In a unanimous judgment delivered by Lord Justice Warby, the Court of Appeal ruled that Saini J had erred in his interpretation of s 3(1) DA 1952. Critically, Lord Justice Warby noted that there had been no clear judicial authority regarding the interpretation of s 3(1) DA 1952. He therefore set out the Court of Appeal’s interpretation of the exception to special damage for a malicious falsehood claim.

Saini J provided a narrow interpretation of S3(1) DA 1952. Having reviewed the facts of the case, he ruled that the claimant had not suffered the appropriate pecuniary damage to fall within the exception. He reasoned that there was no actual pecuniary damage resulting from the malicious words as the client who received the words had provided evidence that he had already decided not to deal with the claimant for other reasons and, the second party to receive the words, the claimant’s new employer, wanted the claimant to stay in their employment regardless of the malicious statements. Saini J summarised that in order to fall under the S3(1) DA 1952 exception the loss suffered would need to be a “direct and natural result” of the malicious words.

Lord Justice Warby disagreed with this backward-looking test. Having analysed in depth the formation of the original 1952 Act, alongside the Porter Committee Report which preceded and informed the Act, he reasoned that a forward-looking test would be the correct way to interpret s3(1) DA 1952 when ascertaining the “aim and purpose” of the statute.

The malicious statement in question must be “viewed objectively in context at the time of publication”. It is enough for a malicious statement to fall under s3(1) DA 1952 "if financial loss is something that would probably follow naturally in the ordinary course of events”. Consequently, applying a ‘natural meaning’ to the facts of the case the defendants’ allegations to the claimant’s client and new employer that she had broken her contractual commitments to the defendant would cause probable financial loss to someone who is commission-based.
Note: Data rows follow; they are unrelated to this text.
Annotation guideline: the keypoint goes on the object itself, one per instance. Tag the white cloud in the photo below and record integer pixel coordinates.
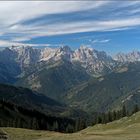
(13, 13)
(5, 43)
(17, 11)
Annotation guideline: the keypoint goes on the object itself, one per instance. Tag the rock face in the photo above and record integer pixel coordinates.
(17, 58)
(93, 61)
(130, 57)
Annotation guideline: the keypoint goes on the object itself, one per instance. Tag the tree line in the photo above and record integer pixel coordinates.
(104, 118)
(12, 115)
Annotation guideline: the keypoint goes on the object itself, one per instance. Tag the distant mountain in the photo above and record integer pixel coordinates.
(129, 57)
(85, 77)
(94, 61)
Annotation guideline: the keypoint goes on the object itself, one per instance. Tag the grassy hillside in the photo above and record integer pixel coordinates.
(124, 129)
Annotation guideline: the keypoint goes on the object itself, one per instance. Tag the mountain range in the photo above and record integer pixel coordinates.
(85, 78)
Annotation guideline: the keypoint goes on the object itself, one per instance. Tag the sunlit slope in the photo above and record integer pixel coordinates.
(127, 128)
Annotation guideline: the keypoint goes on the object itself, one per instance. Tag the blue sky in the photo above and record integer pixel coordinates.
(111, 26)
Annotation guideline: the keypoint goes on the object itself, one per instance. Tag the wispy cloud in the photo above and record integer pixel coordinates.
(4, 43)
(91, 16)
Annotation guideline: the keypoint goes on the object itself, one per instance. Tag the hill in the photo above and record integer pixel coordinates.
(109, 92)
(53, 79)
(29, 99)
(124, 129)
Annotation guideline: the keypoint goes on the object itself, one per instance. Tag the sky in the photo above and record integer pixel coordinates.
(111, 26)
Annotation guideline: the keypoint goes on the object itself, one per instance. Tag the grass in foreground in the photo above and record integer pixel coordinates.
(127, 128)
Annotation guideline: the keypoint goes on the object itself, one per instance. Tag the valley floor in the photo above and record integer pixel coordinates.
(127, 128)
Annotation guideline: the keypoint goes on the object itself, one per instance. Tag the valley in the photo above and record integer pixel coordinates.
(124, 129)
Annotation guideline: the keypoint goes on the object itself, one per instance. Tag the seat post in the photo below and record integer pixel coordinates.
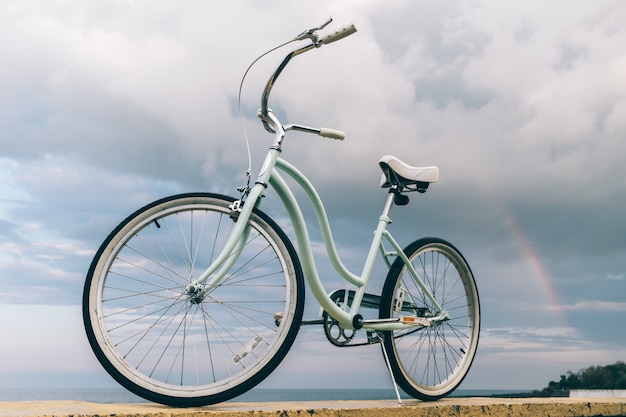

Therefore, the threshold of s3(1) DA 1952 would be met even though no actual financial loss resulted from the malicious words.

In a further development, Lord Justice Warby held that the claimant was entitled to an award of general damages to compensate her for injury to her feelings. On the facts of the case this award was liable to be modest but not trivial. It was made clear that it is possible for a s.3 claimant to recover compensation for injury to feelings even if they are unable to establish any actual financial loss.


Lord Justice Warby stated that despite giving s3(1) DA 1952 a more encompassing meaning he would not be constrained by Article 10 of the Human Rights Act 1998, citing the rarity of claims in malicious falsehood. This seems appropriate when accounting for the other hurdles associated with the tort, most notably the need to prove beyond the balance of probabilities that the false words were published in a malicious manner. Nevertheless, it will be interesting to see whether this claimant-friendly decision, both in the interpretation of s3(1) DA 1952 and in the awarding of damages in the claimant’s absence of actual financial loss, will lead to a noticeable rise in the number of malicious falsehood claims received by the court.